Data yang disampaikan Peratin Sukamulya menyebutkan, tahun lalu pihaknya sempat mengalokasikan dana desa untuk bantuan pembuatan 68 unit jamban bagi warganya. Sayang, program ini macet dan tidak selesai. Warga tak kunjung membangun jamban meski telah menerima bantuan.

Akibatnya, pada tahun 2019 ini pemerintah Pekon sukamulya hanya boleh mengalokasikan bantuan jamban sebanyak 10 unit untuk sepuluh rumah tangga. Jumlah yang jauh dari cukup mengingat tahun depan, yakni tahun 2020, pekon ini wajib mengentaskan masalah jambanisasi yang merupakan masalah sanitasi lingkungan yang akut.

Peratin Suka Mulya Yamin, tetap optimis dan mampu menyelesaikan tugasnya pada tahun depan.
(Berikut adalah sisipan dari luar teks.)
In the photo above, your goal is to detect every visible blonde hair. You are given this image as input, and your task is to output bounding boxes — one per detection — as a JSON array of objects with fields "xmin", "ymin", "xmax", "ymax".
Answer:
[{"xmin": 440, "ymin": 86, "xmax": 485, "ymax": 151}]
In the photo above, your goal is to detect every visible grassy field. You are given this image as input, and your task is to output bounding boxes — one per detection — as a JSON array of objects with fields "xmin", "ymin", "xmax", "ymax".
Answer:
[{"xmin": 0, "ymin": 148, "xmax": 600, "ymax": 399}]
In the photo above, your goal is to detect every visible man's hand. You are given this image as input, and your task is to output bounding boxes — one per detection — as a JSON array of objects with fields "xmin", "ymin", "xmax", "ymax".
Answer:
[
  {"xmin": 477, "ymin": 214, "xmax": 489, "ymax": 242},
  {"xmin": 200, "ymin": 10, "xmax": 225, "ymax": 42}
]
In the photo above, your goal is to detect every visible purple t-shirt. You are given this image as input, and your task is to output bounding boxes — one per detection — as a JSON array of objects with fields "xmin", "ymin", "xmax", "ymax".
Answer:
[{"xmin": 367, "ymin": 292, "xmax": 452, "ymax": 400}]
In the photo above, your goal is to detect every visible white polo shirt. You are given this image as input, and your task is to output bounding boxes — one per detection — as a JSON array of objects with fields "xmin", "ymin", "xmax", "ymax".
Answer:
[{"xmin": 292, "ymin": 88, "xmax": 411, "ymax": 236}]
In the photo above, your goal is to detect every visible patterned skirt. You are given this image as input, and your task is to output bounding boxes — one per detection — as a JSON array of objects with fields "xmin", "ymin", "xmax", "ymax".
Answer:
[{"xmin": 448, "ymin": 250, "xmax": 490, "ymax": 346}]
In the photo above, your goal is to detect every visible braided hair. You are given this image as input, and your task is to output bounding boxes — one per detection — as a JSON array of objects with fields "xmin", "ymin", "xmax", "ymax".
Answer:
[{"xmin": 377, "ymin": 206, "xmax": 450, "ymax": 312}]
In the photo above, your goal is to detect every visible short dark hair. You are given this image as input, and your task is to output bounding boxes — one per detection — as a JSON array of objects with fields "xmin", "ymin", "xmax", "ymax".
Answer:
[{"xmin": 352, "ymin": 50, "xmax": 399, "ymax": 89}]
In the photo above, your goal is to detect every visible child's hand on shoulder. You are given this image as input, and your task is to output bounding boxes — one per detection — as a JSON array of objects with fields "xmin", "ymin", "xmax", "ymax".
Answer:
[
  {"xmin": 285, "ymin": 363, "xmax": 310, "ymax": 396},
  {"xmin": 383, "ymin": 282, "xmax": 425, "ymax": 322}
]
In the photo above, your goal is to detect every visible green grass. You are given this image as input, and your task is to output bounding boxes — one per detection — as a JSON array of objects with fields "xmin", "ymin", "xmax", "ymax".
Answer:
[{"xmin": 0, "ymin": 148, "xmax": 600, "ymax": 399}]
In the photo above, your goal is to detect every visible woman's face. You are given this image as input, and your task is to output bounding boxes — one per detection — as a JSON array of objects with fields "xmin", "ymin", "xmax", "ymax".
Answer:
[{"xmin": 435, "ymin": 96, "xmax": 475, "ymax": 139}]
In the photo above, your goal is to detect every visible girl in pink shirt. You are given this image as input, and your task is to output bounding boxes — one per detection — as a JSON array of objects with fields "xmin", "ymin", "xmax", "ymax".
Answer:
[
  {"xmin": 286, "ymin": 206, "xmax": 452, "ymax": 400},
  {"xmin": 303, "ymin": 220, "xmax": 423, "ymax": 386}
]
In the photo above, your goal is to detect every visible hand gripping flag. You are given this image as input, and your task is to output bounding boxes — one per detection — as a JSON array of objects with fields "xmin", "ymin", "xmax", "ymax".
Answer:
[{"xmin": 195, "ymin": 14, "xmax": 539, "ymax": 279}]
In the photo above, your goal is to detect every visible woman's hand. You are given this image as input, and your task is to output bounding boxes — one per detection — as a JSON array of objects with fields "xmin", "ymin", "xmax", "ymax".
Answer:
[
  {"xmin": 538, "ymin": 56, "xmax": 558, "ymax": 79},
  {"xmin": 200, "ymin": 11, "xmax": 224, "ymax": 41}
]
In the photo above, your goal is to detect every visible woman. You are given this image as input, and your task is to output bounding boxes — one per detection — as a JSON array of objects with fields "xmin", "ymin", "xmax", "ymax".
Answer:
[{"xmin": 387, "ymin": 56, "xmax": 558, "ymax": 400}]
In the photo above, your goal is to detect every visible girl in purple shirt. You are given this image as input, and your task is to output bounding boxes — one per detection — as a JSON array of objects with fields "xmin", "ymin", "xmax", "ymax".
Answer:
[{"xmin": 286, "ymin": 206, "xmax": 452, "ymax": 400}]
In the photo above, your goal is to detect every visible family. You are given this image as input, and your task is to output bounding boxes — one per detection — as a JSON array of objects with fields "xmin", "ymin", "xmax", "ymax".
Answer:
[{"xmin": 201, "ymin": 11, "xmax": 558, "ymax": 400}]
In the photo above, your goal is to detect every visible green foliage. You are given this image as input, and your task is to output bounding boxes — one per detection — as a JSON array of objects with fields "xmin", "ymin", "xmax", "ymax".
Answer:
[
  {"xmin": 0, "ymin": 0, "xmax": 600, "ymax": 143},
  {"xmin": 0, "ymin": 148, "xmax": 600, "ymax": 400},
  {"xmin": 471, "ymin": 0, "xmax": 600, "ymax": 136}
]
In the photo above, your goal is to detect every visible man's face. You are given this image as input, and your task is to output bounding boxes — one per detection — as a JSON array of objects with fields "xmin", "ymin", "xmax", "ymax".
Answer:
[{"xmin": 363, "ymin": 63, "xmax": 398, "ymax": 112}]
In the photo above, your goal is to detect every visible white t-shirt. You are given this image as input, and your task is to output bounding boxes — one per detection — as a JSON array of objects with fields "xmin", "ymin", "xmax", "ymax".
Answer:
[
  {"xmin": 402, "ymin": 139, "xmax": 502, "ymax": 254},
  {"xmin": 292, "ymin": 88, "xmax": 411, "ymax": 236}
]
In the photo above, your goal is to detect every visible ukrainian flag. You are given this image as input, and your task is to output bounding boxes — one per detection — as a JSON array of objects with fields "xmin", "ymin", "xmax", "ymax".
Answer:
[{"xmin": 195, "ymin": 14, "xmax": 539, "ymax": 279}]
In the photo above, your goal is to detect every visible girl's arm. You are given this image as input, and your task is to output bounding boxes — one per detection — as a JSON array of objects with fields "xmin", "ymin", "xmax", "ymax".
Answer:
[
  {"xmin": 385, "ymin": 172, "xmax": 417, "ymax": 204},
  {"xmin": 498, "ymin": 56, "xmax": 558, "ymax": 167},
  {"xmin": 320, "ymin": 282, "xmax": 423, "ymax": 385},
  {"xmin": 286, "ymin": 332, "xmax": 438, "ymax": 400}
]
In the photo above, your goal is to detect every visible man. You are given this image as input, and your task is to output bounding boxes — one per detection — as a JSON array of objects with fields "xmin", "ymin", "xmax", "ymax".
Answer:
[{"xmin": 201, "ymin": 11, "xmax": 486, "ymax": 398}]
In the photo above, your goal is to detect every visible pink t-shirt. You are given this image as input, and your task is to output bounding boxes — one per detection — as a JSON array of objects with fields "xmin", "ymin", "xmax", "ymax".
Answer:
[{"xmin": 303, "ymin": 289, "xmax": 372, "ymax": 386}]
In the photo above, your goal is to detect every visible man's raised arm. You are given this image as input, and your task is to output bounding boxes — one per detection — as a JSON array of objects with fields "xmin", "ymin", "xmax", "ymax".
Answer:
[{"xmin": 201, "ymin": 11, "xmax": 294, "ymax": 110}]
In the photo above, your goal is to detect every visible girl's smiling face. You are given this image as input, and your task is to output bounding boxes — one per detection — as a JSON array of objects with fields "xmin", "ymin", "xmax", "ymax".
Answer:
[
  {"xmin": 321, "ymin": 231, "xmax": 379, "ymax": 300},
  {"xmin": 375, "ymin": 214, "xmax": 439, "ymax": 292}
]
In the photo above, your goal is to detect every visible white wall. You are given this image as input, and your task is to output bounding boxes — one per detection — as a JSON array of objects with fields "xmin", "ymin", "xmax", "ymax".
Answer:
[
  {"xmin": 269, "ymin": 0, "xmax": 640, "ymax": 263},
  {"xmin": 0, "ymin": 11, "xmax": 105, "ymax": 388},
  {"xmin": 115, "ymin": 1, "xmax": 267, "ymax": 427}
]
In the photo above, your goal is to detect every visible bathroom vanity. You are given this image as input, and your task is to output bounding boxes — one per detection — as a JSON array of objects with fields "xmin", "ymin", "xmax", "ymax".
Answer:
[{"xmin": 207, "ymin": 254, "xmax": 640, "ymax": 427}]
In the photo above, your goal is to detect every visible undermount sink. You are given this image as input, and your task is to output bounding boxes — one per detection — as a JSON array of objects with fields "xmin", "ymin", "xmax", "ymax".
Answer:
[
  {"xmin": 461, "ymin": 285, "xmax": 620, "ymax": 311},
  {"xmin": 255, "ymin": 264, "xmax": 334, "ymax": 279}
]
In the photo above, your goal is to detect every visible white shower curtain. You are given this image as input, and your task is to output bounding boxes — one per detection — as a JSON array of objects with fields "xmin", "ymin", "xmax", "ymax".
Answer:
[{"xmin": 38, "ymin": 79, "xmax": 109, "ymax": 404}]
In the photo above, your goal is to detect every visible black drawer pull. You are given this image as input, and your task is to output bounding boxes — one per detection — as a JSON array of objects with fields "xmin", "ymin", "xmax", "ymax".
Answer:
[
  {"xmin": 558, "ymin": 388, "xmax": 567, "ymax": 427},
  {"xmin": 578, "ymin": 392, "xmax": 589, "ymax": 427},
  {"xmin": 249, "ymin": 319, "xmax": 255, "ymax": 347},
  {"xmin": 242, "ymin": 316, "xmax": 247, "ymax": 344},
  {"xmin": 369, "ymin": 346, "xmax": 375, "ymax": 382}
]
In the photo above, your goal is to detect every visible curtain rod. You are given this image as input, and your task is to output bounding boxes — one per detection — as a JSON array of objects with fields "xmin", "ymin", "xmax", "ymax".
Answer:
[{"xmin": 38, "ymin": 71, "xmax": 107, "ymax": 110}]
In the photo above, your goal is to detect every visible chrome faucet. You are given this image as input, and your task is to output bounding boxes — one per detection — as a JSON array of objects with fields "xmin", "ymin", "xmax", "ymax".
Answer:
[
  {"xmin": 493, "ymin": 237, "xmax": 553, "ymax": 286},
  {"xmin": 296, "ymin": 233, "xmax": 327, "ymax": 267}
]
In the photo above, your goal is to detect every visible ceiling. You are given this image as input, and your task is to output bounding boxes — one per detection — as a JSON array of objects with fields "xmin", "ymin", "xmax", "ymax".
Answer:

Ia berjanji mengalokasikan dana desa sebanyak yang dibutuhkan, untuk mengentaskan semua aspek pembangunan yang masih tertinggal di wilayahnya.

Kepala Dinas PMPP Yudha Setiawan menegaskan, sesuai RPJMD Lambar dan instruksi Bupati Parosil Mabsus, pihaknya wajib menangani semua masalah yang ada. Hal ini, sesuai Keputusan Menteri Desa Pembangunan Daerah Tertinggal dan Transmigrasi RI, yang menyatakan Lambar sudah lepas dari status kabupaten tertinggal.